As the pandemic rears its ugly head, we decide to do something different. Chris and I buy a school bus, and begin the process of converting it into our new home.
“We bought a bus!” Driving home through the eastern high desert of Oregon.
We move from a three-bedroom rental into less than 200 square feet. With time and effort, we find our way into an intentional community. We are now learning to grow food for our own subsistence - including raising and humanely butchering meat animals. We study the important skill of Liberation Listening, a method focused on unburdening ourselves from the systems of oppression that still rule our society.
A week into our new life on this farm, the smoke rolls in. The community pulls together. We discuss how to prepare: stockpiling water, removing flammable materials. We contemplate what we'll do if fire gets closer. It's unnerving, but I'm feeling indescribably grateful as we honestly assess the way forward. This is a stark contrast from much of modern discourse: combinations of small talk and disagreement, leading nowhere.
Our community works together, preparing. We help each other through the emotional labor of fire: anxiety, fear, sadness - signs of grief. We also confront the physical aspect: exhaustion, sneezing, sore throats - scary symptoms in the time of COVID-19.
Two of my original paintings from 2019 and 2020. “Calm Down,” and “Grief is a Portal: The Way Out is Through.” You can see more of my art in my Big Cartel shop.
Just over a week later, the rains come - and the bus holds up! The ground, already saturated from our efforts to avoid fire, becomes muddy. Children run outside, playing in puddles. I walk on the path to the garden - a slogging, wet journey. We have a lot of work to do. I don’t mind.
Now is the time for us all to do our part of this work. We must confront the greatest existential threat in the history of life on Planet Earth. There’s no more time to compare notes on how much we believe that the Climate Crisis is happening.

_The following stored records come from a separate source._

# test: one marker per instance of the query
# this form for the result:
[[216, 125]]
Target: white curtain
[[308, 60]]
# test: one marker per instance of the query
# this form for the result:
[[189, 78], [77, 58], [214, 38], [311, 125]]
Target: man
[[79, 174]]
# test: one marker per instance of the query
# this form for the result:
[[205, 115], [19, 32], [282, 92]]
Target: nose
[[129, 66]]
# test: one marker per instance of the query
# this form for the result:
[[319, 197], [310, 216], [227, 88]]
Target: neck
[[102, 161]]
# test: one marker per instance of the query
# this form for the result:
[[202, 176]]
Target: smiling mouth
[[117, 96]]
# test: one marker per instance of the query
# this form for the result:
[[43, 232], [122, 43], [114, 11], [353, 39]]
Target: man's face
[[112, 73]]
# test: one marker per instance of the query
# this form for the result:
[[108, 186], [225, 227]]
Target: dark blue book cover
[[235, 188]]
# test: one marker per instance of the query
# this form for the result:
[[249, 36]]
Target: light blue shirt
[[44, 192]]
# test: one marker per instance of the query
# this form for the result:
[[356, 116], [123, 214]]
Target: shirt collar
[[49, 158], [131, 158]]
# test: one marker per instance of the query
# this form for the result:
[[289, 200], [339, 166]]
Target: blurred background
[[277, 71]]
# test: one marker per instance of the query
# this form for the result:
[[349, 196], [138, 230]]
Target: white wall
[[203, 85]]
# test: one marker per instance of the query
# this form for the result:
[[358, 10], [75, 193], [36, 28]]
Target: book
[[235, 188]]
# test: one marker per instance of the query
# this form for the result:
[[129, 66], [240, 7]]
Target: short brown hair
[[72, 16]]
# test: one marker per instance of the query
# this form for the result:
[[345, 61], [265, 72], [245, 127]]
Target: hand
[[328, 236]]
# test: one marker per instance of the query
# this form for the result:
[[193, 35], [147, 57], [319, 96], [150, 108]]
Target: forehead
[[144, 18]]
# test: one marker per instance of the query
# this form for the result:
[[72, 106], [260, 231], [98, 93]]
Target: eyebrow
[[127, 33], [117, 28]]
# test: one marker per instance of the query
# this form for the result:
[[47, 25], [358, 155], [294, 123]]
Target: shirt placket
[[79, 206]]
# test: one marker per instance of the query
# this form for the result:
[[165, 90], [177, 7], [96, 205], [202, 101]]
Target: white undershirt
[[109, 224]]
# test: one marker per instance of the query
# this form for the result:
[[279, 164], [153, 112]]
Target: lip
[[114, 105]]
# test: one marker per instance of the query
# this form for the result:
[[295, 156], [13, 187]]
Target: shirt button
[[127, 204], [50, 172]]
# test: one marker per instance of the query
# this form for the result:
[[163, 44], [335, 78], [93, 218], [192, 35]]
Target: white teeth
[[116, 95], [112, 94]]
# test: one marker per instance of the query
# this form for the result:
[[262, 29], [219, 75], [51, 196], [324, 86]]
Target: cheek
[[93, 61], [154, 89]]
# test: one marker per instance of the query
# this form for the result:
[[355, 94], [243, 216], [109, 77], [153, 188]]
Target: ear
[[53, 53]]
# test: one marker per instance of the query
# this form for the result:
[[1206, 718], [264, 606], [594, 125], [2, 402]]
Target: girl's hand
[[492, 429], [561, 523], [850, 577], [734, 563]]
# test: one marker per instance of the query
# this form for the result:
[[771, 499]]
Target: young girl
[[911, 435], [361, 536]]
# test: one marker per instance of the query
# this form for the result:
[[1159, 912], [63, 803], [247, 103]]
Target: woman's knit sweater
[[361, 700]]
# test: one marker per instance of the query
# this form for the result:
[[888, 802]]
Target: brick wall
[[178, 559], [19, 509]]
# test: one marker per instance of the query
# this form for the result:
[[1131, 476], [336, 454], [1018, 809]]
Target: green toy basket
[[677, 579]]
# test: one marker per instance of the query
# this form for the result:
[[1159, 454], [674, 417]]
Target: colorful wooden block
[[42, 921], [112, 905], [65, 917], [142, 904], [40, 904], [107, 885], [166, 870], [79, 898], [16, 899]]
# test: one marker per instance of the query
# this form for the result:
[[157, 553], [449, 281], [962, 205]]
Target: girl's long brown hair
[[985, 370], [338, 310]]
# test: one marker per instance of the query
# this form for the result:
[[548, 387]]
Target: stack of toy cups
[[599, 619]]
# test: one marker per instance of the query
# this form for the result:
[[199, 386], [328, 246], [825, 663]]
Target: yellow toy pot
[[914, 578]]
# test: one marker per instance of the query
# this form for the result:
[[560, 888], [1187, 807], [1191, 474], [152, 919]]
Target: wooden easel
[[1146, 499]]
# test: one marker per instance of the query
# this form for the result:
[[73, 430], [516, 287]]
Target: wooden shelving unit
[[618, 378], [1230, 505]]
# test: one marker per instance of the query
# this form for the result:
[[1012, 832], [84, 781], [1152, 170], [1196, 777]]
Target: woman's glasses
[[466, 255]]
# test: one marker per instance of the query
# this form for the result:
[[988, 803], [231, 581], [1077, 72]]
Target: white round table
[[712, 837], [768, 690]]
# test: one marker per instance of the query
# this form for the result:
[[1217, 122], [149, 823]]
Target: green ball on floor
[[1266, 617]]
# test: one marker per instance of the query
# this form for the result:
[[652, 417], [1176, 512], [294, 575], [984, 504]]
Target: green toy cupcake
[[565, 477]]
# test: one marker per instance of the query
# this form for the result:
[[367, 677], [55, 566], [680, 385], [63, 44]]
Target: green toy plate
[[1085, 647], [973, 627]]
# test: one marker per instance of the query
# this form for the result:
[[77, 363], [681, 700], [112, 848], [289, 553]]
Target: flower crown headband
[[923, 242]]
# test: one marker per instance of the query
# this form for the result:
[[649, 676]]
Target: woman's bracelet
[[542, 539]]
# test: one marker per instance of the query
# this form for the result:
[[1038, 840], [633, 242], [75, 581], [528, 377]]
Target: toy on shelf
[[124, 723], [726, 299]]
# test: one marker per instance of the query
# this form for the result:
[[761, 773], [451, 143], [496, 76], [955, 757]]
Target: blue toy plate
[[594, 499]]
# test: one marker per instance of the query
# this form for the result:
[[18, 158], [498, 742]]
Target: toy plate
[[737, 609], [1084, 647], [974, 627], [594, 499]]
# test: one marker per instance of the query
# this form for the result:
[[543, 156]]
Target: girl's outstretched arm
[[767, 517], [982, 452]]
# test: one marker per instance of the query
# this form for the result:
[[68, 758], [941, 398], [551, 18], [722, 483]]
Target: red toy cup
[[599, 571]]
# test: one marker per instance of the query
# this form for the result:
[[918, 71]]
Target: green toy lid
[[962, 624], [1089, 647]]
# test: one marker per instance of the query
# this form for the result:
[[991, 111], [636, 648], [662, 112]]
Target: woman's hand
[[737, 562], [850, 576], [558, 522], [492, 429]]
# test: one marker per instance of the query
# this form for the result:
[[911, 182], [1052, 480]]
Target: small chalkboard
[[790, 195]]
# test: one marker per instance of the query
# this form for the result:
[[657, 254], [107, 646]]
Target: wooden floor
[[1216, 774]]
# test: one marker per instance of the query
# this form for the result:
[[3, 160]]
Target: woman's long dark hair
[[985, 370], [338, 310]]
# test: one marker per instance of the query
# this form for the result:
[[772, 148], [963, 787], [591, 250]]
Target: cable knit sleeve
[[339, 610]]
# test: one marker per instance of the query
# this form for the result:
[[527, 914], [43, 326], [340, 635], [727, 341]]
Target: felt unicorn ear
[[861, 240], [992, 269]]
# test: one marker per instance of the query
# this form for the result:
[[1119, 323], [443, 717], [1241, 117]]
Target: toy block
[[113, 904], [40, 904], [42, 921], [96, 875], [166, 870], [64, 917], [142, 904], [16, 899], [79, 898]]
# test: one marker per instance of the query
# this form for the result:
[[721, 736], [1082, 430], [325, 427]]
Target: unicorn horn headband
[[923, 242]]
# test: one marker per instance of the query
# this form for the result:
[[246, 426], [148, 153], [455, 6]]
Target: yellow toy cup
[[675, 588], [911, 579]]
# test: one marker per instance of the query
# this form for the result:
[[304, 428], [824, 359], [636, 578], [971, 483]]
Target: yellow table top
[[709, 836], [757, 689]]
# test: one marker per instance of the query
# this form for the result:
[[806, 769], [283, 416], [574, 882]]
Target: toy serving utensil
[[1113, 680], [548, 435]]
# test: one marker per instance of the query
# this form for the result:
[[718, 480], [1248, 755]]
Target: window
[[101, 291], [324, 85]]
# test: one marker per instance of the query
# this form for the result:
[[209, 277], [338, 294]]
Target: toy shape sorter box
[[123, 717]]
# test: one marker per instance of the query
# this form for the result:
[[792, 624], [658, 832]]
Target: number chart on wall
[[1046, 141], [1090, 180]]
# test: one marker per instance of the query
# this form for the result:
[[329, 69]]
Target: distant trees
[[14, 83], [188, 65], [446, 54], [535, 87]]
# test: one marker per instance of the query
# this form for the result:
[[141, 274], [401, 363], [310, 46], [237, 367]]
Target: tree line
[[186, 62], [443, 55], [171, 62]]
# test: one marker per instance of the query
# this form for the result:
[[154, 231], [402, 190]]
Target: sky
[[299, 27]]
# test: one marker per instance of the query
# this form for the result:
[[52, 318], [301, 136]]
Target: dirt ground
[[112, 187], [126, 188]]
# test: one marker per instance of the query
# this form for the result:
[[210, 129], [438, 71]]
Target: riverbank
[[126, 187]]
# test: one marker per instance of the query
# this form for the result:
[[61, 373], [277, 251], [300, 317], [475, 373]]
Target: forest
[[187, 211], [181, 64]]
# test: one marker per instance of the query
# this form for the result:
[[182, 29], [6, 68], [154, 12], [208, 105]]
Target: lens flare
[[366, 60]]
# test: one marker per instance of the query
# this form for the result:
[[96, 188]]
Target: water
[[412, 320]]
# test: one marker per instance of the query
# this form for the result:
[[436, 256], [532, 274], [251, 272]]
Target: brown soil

It is happening.
Our cultural collapse, spurred by global pandemic, indicates the root source of our suffering - systemic oppression and injustice at the hands of wealth; white, patriarchal, greedy hands overflowing with the rewards reaped as We The People starve.
It doesn't have to be like this.
I reflect with immense gratitude on all who have shown up to Unify in Service, to help me Recover - whether from the storm of addiction or the storms of the changing climate. Because it seems to me that life is a series of steps on a messy path, in the aftermath of storms. We can walk forward together. Our communities can recover, if we each act in solidarity and in service to one another.
This road we're trudging might lead to "Happy Destiny" yet. I hope you’ll join me. Don’t mind the mud.
“We shall be with you in the Fellowship of the Spirit, and you will surely meet some of us as you trudge the Road of Happy Destiny. May God bless you and keep you - until then.”